The UK's National Association of Pension Funds (NAPF) believes that a single market for pension in Europe is possible with a move to a Swiss style system of pensions provision.

The NAPF put forward an ambitious reform programme in its Pensions Green paper response published last month.

It advocates the introduction of a guaranteed level of state benefit to a maximum of 50% of national average earnings for low earners and a mandatory second pillar providing 75% of final earnings. Companies and groups providing adequate second pillar support could opt out of the latter. The NAPF suggests a timetable for members states of 10 to 20 years.

This type of system has been operational in Switzerland for the last ten years and has been successful in ensuring full coverage," says the paper. In addition all countries should operate under a mutually recognised system of national regulation allowing investment on a prudent principle that places no obstacles to foreign investment. That prudence should be provided by international diversification.

Loss of domestic pension investment of 20 to 30% will be compensated by increased overseas investment flows into Europe's more efficient capital markets, the paper adds.

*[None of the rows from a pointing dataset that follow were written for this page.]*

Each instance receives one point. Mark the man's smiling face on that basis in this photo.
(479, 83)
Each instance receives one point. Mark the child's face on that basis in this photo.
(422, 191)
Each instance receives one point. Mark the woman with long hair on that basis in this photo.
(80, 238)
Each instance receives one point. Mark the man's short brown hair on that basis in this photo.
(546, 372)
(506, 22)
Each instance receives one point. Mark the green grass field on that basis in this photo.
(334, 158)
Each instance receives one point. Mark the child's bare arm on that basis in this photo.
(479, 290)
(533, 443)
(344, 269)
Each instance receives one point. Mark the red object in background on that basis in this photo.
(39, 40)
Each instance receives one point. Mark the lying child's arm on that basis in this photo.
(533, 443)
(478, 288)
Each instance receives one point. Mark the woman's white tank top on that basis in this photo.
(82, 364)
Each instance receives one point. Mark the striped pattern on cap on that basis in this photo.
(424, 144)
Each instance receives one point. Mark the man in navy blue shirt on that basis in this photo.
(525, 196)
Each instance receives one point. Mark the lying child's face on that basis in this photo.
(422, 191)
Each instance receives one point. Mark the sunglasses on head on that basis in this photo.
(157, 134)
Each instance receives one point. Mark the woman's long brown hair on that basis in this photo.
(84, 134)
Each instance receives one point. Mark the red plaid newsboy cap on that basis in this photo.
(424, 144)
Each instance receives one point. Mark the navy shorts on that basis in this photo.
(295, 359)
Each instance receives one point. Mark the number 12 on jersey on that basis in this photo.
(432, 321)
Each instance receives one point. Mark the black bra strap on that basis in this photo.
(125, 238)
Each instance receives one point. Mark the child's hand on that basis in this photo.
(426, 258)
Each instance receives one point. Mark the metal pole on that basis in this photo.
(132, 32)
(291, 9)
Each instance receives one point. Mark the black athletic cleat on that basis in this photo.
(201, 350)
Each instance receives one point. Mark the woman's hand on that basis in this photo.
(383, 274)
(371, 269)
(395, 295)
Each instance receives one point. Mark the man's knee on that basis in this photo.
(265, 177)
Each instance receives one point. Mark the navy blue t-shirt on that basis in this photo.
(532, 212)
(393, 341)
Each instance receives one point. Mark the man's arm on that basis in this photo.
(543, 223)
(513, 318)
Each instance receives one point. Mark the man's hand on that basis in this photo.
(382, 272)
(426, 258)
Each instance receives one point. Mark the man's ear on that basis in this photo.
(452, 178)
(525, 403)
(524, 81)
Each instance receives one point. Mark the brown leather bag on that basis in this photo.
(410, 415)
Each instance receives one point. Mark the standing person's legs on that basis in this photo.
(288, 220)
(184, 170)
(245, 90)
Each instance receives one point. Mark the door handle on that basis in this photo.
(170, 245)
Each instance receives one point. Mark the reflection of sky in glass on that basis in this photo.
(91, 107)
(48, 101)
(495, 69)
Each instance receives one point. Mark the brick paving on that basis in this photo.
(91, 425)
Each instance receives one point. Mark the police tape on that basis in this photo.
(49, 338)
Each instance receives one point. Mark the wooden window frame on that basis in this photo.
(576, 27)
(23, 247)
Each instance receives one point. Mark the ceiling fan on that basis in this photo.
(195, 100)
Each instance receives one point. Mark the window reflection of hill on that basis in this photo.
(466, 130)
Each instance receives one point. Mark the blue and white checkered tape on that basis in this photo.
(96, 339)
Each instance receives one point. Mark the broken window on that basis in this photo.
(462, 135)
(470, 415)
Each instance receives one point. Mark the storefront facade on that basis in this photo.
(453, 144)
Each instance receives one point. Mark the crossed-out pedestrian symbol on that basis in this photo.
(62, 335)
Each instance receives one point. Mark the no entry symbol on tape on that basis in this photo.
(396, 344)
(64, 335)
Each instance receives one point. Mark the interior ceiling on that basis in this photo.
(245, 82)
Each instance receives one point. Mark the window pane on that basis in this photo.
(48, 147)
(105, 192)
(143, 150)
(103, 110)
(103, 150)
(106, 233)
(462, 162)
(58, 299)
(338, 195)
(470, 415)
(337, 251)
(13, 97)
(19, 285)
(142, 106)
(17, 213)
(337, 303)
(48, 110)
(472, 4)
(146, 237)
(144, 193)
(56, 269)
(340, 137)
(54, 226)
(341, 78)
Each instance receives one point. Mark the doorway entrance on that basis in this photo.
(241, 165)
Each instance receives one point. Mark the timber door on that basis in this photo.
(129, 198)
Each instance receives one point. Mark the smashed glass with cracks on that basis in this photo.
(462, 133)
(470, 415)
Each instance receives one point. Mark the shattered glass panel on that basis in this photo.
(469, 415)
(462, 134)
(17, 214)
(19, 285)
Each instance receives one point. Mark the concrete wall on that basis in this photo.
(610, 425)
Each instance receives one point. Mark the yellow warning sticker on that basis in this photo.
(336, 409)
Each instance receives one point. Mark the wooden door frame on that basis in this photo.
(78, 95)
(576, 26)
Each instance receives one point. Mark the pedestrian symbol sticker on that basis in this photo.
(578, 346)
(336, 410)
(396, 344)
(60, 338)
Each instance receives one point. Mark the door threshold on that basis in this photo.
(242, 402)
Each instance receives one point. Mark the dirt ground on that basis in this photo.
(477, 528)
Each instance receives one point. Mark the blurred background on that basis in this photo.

The association stressed that is does not want the initiative to fall by the wayside. Ray Martin, the NAPF International Standing Group chairman said: "We have put forward a workable framework, but urge the Commission not to let these submissions sit on a shelf to gather dust."

On the divisive issue of insurance requirements, the NAPF says that it sees no reason for a different treatment of insurers in the 2nd pillar except where a guarantee of capital or future return is given."